Effect of Rapifen on other drugs
Following the administration of Rapifen, the dose of other CNS-depressant drugs should be reduced. This is particularly important after surgery, because profound analgesia is accompanied by marked respiratory depression, which can persist or recur in the postoperative period. Administration of a CNS depressant, such as a benzodiazepine, during this period may disproportionally increase the risk for respiratory depression.
In combination with alfentanil, the blood concentrations of propofol are 17% higher than in the absence of alfentanil. The concomitant use of alfentanil and propofol may require a lower dose of Rapifen.

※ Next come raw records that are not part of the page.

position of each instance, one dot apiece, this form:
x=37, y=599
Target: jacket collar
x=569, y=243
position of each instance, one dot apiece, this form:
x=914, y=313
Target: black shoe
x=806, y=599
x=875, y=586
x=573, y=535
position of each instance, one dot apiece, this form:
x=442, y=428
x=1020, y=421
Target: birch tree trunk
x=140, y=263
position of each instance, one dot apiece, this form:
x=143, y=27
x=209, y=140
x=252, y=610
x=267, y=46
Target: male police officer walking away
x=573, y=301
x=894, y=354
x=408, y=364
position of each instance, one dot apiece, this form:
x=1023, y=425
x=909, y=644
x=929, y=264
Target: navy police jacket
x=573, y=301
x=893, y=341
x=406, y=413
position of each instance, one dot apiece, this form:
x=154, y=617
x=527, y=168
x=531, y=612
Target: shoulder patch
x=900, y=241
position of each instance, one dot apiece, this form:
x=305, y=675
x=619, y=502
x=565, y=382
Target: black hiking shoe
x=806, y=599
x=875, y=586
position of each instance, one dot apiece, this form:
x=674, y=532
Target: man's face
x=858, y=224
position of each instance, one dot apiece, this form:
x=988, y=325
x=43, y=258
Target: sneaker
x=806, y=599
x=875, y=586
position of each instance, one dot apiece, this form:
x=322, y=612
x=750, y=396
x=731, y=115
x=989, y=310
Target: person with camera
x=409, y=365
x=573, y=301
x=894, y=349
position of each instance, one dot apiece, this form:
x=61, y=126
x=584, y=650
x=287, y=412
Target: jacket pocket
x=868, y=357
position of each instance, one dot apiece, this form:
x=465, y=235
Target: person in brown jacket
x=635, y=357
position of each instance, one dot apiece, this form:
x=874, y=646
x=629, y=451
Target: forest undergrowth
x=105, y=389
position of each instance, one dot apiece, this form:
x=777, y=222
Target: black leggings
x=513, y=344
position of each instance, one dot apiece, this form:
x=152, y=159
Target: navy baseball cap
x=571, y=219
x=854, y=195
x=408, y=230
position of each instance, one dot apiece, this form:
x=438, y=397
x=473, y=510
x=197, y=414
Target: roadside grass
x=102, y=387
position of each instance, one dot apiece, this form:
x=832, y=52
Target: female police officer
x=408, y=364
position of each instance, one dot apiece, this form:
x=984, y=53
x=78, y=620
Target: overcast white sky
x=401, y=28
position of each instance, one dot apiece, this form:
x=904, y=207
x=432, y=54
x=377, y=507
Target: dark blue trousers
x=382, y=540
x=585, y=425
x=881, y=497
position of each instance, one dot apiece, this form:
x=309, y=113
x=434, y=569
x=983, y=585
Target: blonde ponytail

Cytochrome P450 3A4 (CYP3A4) inhibitors
Alfentanil is metabolised mainly via the human cytochrome P450 3A4 enzyme. In vitro data suggest that potent cytochrome P450 3A4 enzyme inhibitors (e.g., ketoconazole, itraconazole, ritonavir) may inhibit the metabolism of alfentanil. Available human pharmacokinetic data indicate that the metabolism of alfentanil is inhibited by fluconazole, voriconazole, erythromycin, diltiazem and cimetidine (known cytochrome P450 3A4 enzyme inhibitors). This could increase the risk of prolonged or delayed respiratory depression. The concomitant use of such drugs requires special patient care and observation; in particular, it may be necessary to lower the dose of Rapifen.
Treatment with drugs which may depress the heart or increase vagal tone, such as beta-blockers and anaesthetic agents, may predispose to bradycardia or hypotension. Bradycardia and possibly cardiac arrest can occur when Rapifen is combined with non-vagolytic muscle relaxants.
Monoamine Oxidase Inhibitors (MAOI)
It is usually recommended to discontinue MAO-inhibitors 2 weeks prior to any surgical or anaesthetic procedure.
Serotonergic drugs
Coadministration of alfentanil with a serotonergic agent, such as Selective Serotonin Reuptake Inhibitors (SSRIs), Serotonin Norepinephrine Reuptake Inhibitors (SNRIs), or Monoamine Oxidase Inhibitors (MAOIs), may increase the risk of serotonin syndrome, a potentially life-threatening condition.